The double cardan also fails on packaging — it's roughly twice as long as a Rzeppa for the same torque rating, and you simply don't have that length between the diff and the wheel hub on a transverse-engine FWD car.

Phasing. The intermediate yoke ears on both ends must lie in the same plane — 0° clocking. If you pulled the shaft apart at the slip yoke and reassembled it 180° rotated, you may not realise the splines let you re-clock by 90° relative to the CV head's intended orientation, which destroys the cancellation.

Look for the alignment arrows or paint marks the OEM stamps on the slip yoke and tube. If they're missing because someone replaced a tube, find a reference picture and check that the front yoke ears at the pinion end are parallel to the intermediate yoke ears at the CV head end. Rotated 90° and you have a velocity-error amplifier instead of a canceller.

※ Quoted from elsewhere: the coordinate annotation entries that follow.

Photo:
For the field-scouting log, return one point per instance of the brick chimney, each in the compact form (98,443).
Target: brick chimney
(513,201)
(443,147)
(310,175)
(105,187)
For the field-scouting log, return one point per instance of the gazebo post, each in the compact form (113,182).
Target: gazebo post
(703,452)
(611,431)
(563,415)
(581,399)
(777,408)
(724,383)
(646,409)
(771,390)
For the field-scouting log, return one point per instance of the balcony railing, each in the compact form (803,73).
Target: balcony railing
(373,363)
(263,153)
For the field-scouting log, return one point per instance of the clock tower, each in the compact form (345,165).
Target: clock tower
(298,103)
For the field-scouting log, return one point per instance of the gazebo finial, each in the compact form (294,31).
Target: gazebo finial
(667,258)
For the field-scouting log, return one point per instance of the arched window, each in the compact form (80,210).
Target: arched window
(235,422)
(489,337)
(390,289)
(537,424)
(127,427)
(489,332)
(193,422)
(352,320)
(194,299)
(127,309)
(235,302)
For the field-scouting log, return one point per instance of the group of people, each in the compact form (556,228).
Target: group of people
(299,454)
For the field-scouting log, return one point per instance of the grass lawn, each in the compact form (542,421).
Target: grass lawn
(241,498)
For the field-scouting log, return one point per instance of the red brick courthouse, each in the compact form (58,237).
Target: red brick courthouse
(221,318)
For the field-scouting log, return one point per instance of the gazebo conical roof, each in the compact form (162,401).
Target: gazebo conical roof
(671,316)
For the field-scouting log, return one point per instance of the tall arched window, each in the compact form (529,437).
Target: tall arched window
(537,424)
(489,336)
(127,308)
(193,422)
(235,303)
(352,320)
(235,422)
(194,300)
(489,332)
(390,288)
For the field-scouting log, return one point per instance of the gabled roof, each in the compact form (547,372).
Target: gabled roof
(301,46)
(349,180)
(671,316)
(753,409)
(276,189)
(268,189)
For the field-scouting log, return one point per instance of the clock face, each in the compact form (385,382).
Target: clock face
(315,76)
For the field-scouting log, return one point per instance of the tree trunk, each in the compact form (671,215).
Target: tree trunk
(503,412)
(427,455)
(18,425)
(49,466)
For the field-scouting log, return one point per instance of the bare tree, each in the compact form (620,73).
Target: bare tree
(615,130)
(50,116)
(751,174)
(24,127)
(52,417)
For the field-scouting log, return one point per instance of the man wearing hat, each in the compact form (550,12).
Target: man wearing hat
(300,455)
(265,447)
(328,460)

Yes — a small inertial moment that single joints don't generate. The intermediate yoke is not a point mass; it has rotational inertia, and because its angular velocity oscillates at twice input frequency (even though net input-to-output is constant), it absorbs and releases kinetic energy each half-revolution. This shows up as a 2nd-order torsional reaction at the input bearing.

For most automotive applications it's negligible — under 1 Nm for a 1310-series at 3000 RPM — but on high-RPM industrial drives above 4000 RPM it's enough to require a torsional damper or a balanced intermediate yoke. Walterscheid and GWB datasheets list this 2nd-order moment for their wide-angle PTO units.

The difference is whether the angle is concentrated or distributed. A double cardan is one assembly that cancels velocity error locally — both halves operate at half the total angle, in opposite directions, at the same physical location. Twin U-joints on a long shaft (input and output U-joints clocked 0° to each other, with parallel input and output shafts) cancel error too, but only if the input shaft is parallel to the output shaft and the operating angles at each end are equal.

Use a double cardan when input and output shafts converge on a point (like a transfer case output to a pinion that's pointing at it) — this is the 4×4 front shaft case. Use twin phased U-joints when input and output shafts are parallel but offset (like a rear propshaft from t-case to rear diff). Mix them up and you'll get vibration no matter how new the parts are.